Multi-Stop Steps

Tags: Trucking, Transportation, Logistics, Supply Chain

How extra stops impact on time delivery
On single-stop truckload shipments, 80 percent of loads that picked up late still delivered on time. Multi-stop loads are different. As the above graphic shows, the more stops there are, the worse the on-time delivery percentage if one of the early pickups is delayed or late. The dark blue line shows on-time delivery if the load picked up on time. The light blue line shows what happens to a load that leaves its origin late. Trucks that picked up late on a three-stop load, for example, averaged on- time delivery only 71 percent of the time.

If you suspect that carriers reject multi-stop truckloads more often than single-stop loads, you're only partially right. While carriers dislike specific factors about multi-stop, you can employ some strategies to make multi-stop freight more attractive to carriers and better control your costs.
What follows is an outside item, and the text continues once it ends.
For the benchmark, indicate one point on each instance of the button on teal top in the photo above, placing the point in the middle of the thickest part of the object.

Here are four ways shippers can reduce rates and increase acceptance of multi-stop loads, according to a whitepaper published by the MIT Center for Transportation & Logistics and TMC, a division of C.H. Robinson.

1. Plan ahead. Where possible, include multi-stop lanes in the procurement event, minimizing the introduction at time of shipment tender.

2. Use a cluster stop strategy. Clustered stops loads yield lower prices than loads with stops along the route. The key to clustered stops is to make it possible for the driver to pick up and deliver at all of the stops during business hours on a single day.

3. Use continuous moves. When you can plan continuous moves, carriers are more likely to accept them at a lower cost than multi-stop loads that are not continuous.

4. Pay a higher stop-off charge. Paying $100 per stop if there will be two or more drops can reduce the line-haul rate.